Franchir les frontières : comment les gènes bactériens deviennent mobiles

Les bactéries portent différents manuels de construction dans leur ADN pour construire des enzymes ou d’autres protéines qui permettent le déplacement de l’ADN au sein de leur propre génome ou entre différentes bactéries [1]. Ces manuels de construction sont également appelés éléments génétiques mobiles (MGE pour mobile genetic elements en anglais) et comprennent par exemple les plasmides, les bactériophages et les transposons. Alors que les plasmides sont organisés en entités stables et auto-réplicatives ou “réplicons” au sein de la bactérie, les bactériophages peuvent injecter leur génome et l’intégrer dans la cellule et le chromosome bactériens.
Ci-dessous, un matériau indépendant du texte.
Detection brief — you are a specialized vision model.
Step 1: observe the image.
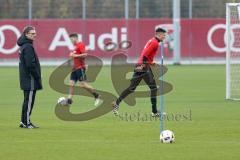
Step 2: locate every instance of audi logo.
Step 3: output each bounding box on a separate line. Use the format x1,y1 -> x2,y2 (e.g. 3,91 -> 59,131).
207,24 -> 240,53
D’autre part, les transposons peuvent “sauter” aléatoirement dans l’ADN du phage ou du plasmide, ce qui peut modifier les propriétés de la cellule hôte [1]. Tous ces mécanismes permettent à certains gènes de se déplacer d’une cellule bactérienne à l’autre et, à plus grande échelle, de voyager d’un habitat tel que le corps humain à un autre, par exemple les animaux ou l’environnement.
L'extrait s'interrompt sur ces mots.